Vormawor believes the constitution needs a total amendment and reforms.
The protestors clad in red and holding placards with various inscriptions said the 1992 ‘sakawa constitution’ is problematic.
One of the protestors said « I’m here in support of all of us, because we deserve a Ghana that works for everybody, and we deserve leaders that are going to lead us into success and prosperity. And I believe that we should hold them accountable. I also believe that people should take personal responsibility for their lives so that we can all smile as a nation. »
Meanwhile, President Nana Addo Dankwa Akufo-Addo has challenged Ghanaians to continue to work to create the platform for the evolution of a new Ghanaian civilization.
He stated in a nationwide broadcast on the eve of the 30th-anniversary celebration of the Fourth Republic.

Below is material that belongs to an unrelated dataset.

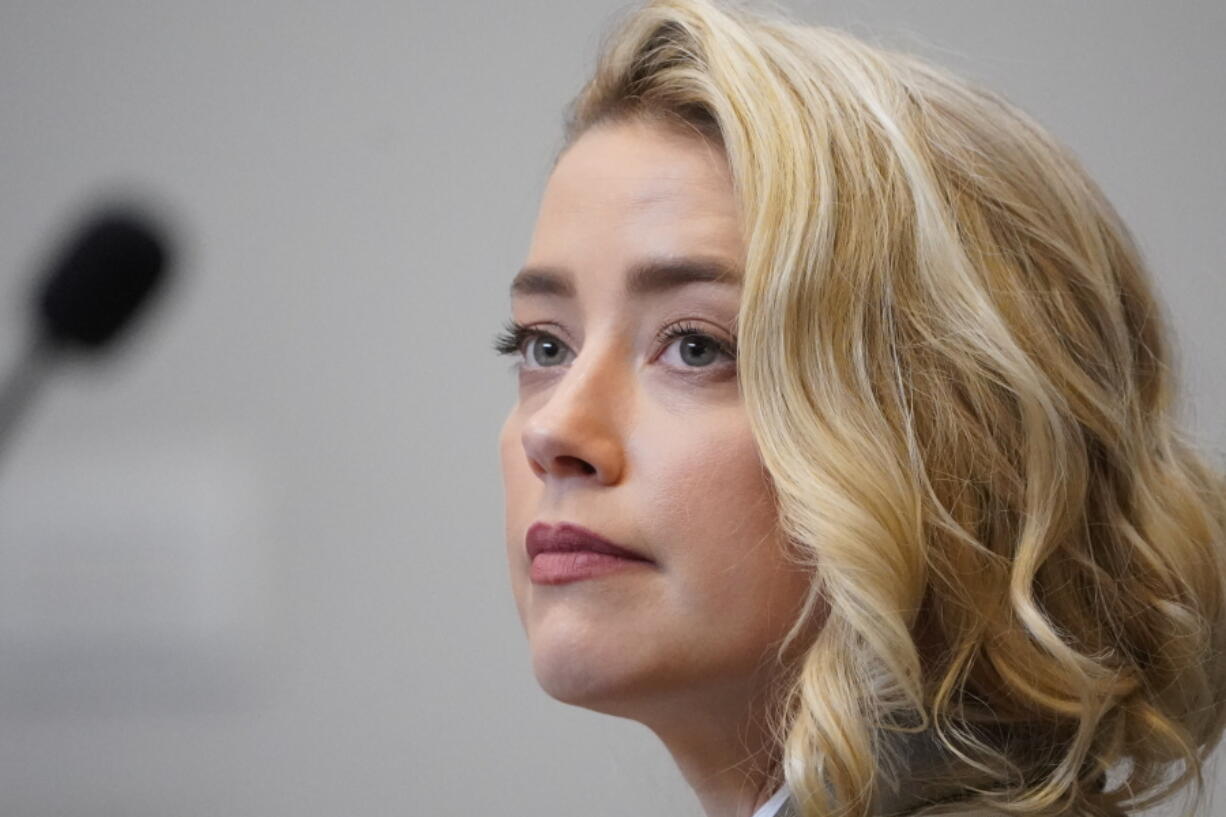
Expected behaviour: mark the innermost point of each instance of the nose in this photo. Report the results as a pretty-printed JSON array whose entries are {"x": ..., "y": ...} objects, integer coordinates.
[{"x": 578, "y": 431}]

On April 28, 1992, Ghana in a referendum approved a new constitution, ushering in the Fourth Republican dispensation.
More than 3.4 million people voted in favour of the new constitution, representing 92.59 percent of those who took part in the referendum, with 272,855 people, representing 7.41 percent of the persons, voting against the constitutional rule.

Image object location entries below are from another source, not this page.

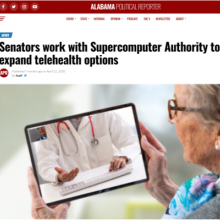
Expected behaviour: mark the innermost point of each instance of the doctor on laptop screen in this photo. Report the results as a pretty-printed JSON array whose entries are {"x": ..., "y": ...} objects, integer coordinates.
[{"x": 85, "y": 143}]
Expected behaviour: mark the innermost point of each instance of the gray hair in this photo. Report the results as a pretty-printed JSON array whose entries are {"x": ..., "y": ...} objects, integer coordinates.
[{"x": 207, "y": 98}]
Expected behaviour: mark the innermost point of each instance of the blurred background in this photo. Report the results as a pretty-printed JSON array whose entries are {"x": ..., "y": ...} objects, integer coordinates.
[{"x": 26, "y": 104}]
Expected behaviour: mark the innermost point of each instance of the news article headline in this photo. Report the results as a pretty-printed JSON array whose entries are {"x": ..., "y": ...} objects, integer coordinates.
[{"x": 99, "y": 59}]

The Constitution of the Fourth Republic set up the institutions of a liberal democratic state, operating based on the separation of powers, with express guarantees of fundamental human rights.
Today, therefore, marks exactly 30 years since the first President, Jerry John Rawlings, elected under the 1992 Constitution, was sworn into office on January 7, 1993, as the first President in the Fourth Republic.